1) consider n^2 combination of two points. calculate the slope of the pair of points and put the slope vs list of pair of points in a hashmap
ex. HashMap<Slope (double), ArrayList<Pair of points>>
2) so all the maximum number of points that fall on the same line should be in the same slope-arraylist map entry
3) For every map entry's list of points - check how many points fall on the same line using the line equation
O(n^2) solution:
public Line getLine(Point[] points) {
int length = points.length;
int max = 0;
Double maxSlope = 0.0;
Point maxPoint = null;
for (int i = 0; i < length; ++i) {
Point point = points[i];
HashMap<Double, Integer> hm = new HashMap<Double, Integer>();
for (int j = 0; j < length; ++j) {
Point temp = points[j];
double slope = ((temp.y-point.y)*1.0)/(temp.x-point.x);
int count = 1;
if (hm.contains(slope)) {
count += hm.get(slope);
}
if (count > max) {
max = count;
maxSlope = slope;
maxPoint = point;
}
hm.put(slope, count);
}
double maxConstant = maxPoint.y-maxSlope*maxPoint.x;
return new Line(maxSlope, maxConstant);
}
an O(N^2) approach, also works for duplicate points :
/**
* Definition for a point.
* struct Point {
* int x;
* int y;
* Point() : x(0), y(0) {}
* Point(int a, int b) : x(a), y(b) {}
* };
*/
class Solution {
public:
int gcd(int a,int b){
if(!b) return a;
return gcd(b,a%b);
}
void setSign(int &x,int &y){
if(x>0 && y>0) return;
if((x<0 && y<0) || (x>0 && y<0)){
x=-x;
y=-y;
return;
}
if(x==0){
if(y<0) y=-y;
return;
}
if(y==0){
if(x<0) x=-x;
return;
}
}
int maxPoints(vector<Point> &points) {
map<pair<int,int> ,int > slope;
map<pair<int,int>, int > ::iterator it;
int sum=0,ans=0;
for(int i=0;i<points.size();i++){
int dup=1; // for itself
slope.clear();
for(int j=0;j<points.size();j++){
if(i!=j){
if(!(points[i].x==points[j].x && points[i].y==points[j].y)){
int x=points[i].x-points[j].x;
int y=points[i].y-points[j].y;
setSign(x,y);
int g=gcd(x,y);
x/=g;
y/=g;
pair<int,int> p=make_pair(x,y);
it=slope.find(p);
if(it!=slope.end())
it->second++;
else
slope[p]=1;
}
else
dup++;
}
}
sum=0;
for(it=slope.begin();it!=slope.end();it++){
if(it->second > sum)
sum=it->second;
}
sum+=dup;
if(sum>ans)
ans=sum;
}
return ans;
}
};
for i=1:6000
let m1=1, b1 = y[i]-x[i]*m1.
let m1=2, b2 = y[i]-x[i]*m2.
Calculate line of equation from (m1,b1), (m2,b2).
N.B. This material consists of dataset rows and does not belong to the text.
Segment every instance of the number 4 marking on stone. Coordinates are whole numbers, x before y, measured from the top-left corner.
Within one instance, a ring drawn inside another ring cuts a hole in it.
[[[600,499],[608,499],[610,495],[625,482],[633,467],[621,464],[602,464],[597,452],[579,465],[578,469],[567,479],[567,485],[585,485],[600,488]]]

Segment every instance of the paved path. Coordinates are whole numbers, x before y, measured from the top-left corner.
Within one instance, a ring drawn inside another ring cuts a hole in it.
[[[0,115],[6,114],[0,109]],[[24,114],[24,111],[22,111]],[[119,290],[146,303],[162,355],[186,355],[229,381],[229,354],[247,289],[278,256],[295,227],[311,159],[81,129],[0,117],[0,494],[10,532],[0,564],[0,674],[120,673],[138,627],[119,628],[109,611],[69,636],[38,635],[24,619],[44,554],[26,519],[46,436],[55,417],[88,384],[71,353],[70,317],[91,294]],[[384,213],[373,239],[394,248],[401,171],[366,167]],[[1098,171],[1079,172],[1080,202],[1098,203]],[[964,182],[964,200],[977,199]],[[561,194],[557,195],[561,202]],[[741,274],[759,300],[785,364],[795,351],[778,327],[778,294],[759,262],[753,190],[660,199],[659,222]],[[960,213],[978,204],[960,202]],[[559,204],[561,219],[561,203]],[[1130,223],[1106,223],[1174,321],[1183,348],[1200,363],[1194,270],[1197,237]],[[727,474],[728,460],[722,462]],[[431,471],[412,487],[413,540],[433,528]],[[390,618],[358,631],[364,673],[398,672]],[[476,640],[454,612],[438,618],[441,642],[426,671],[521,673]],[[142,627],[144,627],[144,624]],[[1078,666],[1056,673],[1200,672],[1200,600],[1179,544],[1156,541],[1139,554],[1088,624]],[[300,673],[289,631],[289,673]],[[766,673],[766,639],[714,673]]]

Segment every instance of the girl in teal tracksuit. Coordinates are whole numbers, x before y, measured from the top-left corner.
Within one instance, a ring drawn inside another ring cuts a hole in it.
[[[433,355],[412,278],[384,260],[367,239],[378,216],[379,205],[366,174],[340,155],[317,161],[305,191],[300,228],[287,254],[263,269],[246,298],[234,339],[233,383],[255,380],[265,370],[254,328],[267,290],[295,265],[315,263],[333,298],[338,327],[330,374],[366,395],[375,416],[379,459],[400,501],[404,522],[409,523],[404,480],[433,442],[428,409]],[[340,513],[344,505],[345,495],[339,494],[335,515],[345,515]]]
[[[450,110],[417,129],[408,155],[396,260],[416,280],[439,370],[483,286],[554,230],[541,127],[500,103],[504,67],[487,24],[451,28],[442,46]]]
Now we have a set of 6000 lines. We compute the intersection point of these lines such that maximum line passes through this point. This can be done using line sweep algorithm.
Time complexity: O((N + K) log N) where K are the total number of points of intersection.
Find all the slopes for every pair on the plane which is N^2 algorithm. The slope that occurs the most would form the line that intersects the most points. Can anyone think of a better algorithm?